Modern Farming is Precision Farming
Farming and herd improvement testing – in six seconds
Dairy farming had been undergoing evolution since the 1960s. Large and highly-specialised farms are now the standard, and dairy farmers are ever-more focused on herd improvements and introducing value-added tests to their farm management. Through its highly- automated milk laboratories, Eurofins is helping farmers produce increased and higher quality yields from healthier herds.
Eurofins has expanded its services from stand-alone testing to supporting the whole value chain at the farm, in order to help dairy farmers to make informed decisions in favour of food safety and animal welfare. The Company has developed a range of tests to provide insights into the origin of milk, the total yield, cow’s health, feed efficiency, environmental impact, quality, and adherence to all relevant regulations. Eurofins’ approaches have reduced test times from weeks to just days and hours, providing results for more than 20 different parameters for the management of the farm.

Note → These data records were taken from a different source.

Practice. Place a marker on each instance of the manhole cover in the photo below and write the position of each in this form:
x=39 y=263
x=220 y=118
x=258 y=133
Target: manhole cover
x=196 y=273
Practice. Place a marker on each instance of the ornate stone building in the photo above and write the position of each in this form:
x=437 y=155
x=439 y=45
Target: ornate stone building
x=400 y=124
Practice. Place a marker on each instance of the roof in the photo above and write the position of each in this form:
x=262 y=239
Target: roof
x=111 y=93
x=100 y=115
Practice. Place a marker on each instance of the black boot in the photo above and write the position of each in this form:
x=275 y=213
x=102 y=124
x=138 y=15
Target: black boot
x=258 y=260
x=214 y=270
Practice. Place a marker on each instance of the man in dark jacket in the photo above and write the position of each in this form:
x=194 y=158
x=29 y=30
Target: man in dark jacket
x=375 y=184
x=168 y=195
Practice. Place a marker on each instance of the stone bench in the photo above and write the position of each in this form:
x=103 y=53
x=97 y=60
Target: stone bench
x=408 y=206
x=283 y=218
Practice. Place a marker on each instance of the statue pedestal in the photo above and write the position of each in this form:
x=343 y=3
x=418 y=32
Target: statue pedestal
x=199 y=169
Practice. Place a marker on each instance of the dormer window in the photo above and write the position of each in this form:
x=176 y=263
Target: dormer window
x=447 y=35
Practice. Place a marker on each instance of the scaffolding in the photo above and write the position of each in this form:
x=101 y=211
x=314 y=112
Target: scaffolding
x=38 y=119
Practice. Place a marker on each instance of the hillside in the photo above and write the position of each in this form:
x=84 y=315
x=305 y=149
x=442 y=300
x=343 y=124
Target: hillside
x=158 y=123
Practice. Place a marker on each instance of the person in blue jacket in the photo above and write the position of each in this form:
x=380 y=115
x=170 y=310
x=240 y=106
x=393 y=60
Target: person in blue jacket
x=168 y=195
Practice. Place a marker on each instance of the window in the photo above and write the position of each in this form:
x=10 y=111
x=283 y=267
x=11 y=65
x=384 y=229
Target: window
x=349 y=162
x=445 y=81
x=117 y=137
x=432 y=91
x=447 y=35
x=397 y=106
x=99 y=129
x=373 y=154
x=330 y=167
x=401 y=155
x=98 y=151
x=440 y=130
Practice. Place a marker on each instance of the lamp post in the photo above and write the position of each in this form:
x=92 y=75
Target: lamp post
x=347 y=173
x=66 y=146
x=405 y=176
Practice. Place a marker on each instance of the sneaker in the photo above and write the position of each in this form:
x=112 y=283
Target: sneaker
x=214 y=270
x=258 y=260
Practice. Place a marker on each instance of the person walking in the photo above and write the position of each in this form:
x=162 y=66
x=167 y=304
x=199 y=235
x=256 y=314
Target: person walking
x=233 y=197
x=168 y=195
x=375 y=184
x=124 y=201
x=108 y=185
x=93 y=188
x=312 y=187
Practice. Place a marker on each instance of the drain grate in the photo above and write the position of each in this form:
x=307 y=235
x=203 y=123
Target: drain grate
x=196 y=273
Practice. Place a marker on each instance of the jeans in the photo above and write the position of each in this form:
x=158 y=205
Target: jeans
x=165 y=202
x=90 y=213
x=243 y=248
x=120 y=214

The dramatic milk yield increases achieved since the 1960s are testament to the effectiveness of this precision farming and precision testing, with the average yield increasing from 4,200 litres per year to over 10,000 litres per year for an average dairy cow in Denmark.
Testing itself has also developed markedly, with initial tests providing only limited, simple analysis of fat content with moderate accuracy. Eurofins now offers multiple testing, at high throughput in automated specialised laboratories and delivers approximately 200,000 results each day from 30,000 milk samples. Tests can be conducted on an individual cow, or on the milk bulk tank, and routine tests now include fat and protein to evidence quality and assess price. The somatic cell count – consisting primarily of the white cells – are measured too, as increases in these can be a sign of a response to pathogenic bacteria and lead to illness or disease in the animal.
Eurofins is also able to run bovine diagnostics to measure factors such as beta-hydroxybutyrate, which indicates ketosis or possible energy deficiency of the cow, and Paratuberculosis (Johne’s disease), which is a contagious and chronic disease reducing the milk yield. Other factors covered in the diagnostics include Bovine Viral Diarrhoea, which is a highly contagious infection causing diarrhoea; Infectious Bovine Rhinothracheitus, which causes generalised systemic infections, and Bovine Spongiform Encephalopathy – commonly known as BSE – a fatal central nervous system disease. These all have significant implications for the animals’ welfare, fertility and yield, as well as creating potential issues around food safety and adherence to legislation.
Eurofins is already working on more dynamic and interactive testing to include differential somatic cell count, genetics, environmental information, feed efficiency, and differentiation of spores.
The science behind
Four primary tests are used to test milk:
(i) the Fourier Transform infrared test (FTIR), using mid infrared spectrum to predict within six seconds more than 18 different parameters: including fat, protein, lactose, urea, casein, ketosis, freezing point depression, solids, adulterants;
(ii) flow cytometry for detection of somatic cells in milk. Flow cytometry is a technique used for counting and characterisation of particles and cells, and can be described as “the measurement of cells while they are flowing”. The test speed is six seconds per sample;
(iii) flow cytometry for detection of the total count of bacteria in milk. Bacteria are counted through specific staining of the DNA and the use of a fluorescent marker, and at a test speed of 24 seconds per sample, and lastly,
(iv) diffusion testing for screening for inhibitors in milk. This test looks for antibiotic residues in milk and is performed using 96-well microtiter plates with agar and a coloured pH indicator. Spores from the test organism Bacillus stearothermophilus var. calidolactis will have a reduced growth when an antibiotic is present in milk. Results are qualitative and either positive or negative, and the test speed is 96 samples per three-hour period.